De façon circulaire, la visibilité et la valeur marchande de ses oeuvres connaissent un essor proportionnel à celui de sa réputation, laquelle se trouve raffermie en retour par les visiteurs et l’argent qui convergent vers les oeuvres. À Montréal, la galerie Montmorency et les galeries Place Royale annoncent qu’elles exposent leurs Villeneuve en même temps que le Musée des beaux-arts. Un faussaire tente sa chance lui aussi (Anonyme, 1972h). Les prix pratiqués par le peintre-barbier au début de sa carrière, quand il vendait ses toiles au porte-à-porte entre 25 et 50 dollars, sont comparés aux prix actuellement en vigueur pour souligner leur fabuleuse inflation (Tardif, 1972b; Bell, 1972) et instruire la mise en scandale en notant que dans ces années-là, il « devait laisser aller ses tableaux à vil prix » pour assurer la « pitance de sa famille » (Boutin-Grégoire, 1972e). Le prestige des acheteurs étant un indice supplémentaire de l’excellence d’une oeuvre et de son créateur, quantité de journaux relaient l’information diffusée par le musée selon laquelle Jean Drapeau et Pierre Elliott Trudeau ont prêté des Villeneuve provenant de leurs collections personnelles. Enfin, la rumeur court que l’exposition se prolongera fort probablement à Paris et à New York, ou plus vaguement en Europe et aux États-Unis (Bell, 1972; Tremblay, M., 1972; Paradis, 1972; Giroux, 1972). L’anticipation augmente l’attrait de la manifestation, car alors que Montréal est un centre de gravité pour la région du Saguenay-Lac-Saint-Jean, la ville reste à la périphérie de ces grandes puissances mondiales, du moins jusqu’aux transformations de l’espace international de l’art contemporain dans les années 1980 (Couture, 2003). Les luttes d’influence se lisent dans les conjectures à propos de la promotion de Villeneuve à Paris; supposément imminente, elle est invoquée par Rosshandler pour justifier l’opportunité d’accorder la reconnaissance muséale à l’artiste ici, à Montréal (MBAM, 1971a).
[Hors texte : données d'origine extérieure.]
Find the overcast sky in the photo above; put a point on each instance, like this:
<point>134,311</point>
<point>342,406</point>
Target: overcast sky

Et les sceptiques? Tous ne sont pas confondus. Leurs dénonciations ne visent plus guère les Villeneuve, mais bien les marchands et les universitaires dont l’action combinée aurait fabriqué le phénomène de toutes pièces (Robert, 1973, p. 198). Le peintre, lui, n’est pas à blâmer pour les « débats académiques dont les tenants font valoir en lui l’artiste de génie ou la marionnette inconsciente d’un certain commerce » (Giroux, 1972). Dans les salles, seul Le Soleil est témoin de la polémique, par ailleurs largement évacuée du discours de presse : certains visiteurs rient devant les oeuvres, d’autres les scrutent avec un intérêt passionné; certains soutiennent que Villeneuve est proche de Picasso, d’autres rétorquent que l’exposition est une farce; un collectionneur estime que 80 % des oeuvres sont de première valeur, un autre que la plupart ont été faites à la hâte dans un but commercial; les gardiens du musée sont ébahis par ce qui se passe. « Bref, conclut le journaliste, que l’on glorifie Villeneuve ou que l’on mette en doute ce qu’il fait, cet artiste a réussi ce que personne n’a pu faire à Montréal depuis longtemps, il a créé un impact sans précédent » (Paradis, 1972). Ayant fait la démonstration que cet impact était en germe dès le début de la carrière de Villeneuve et qu’il s’est appuyé sur les mécanismes de construction de l’admiration, il ne reste plus qu’à voir en quoi il a partie liée avec la classe politique.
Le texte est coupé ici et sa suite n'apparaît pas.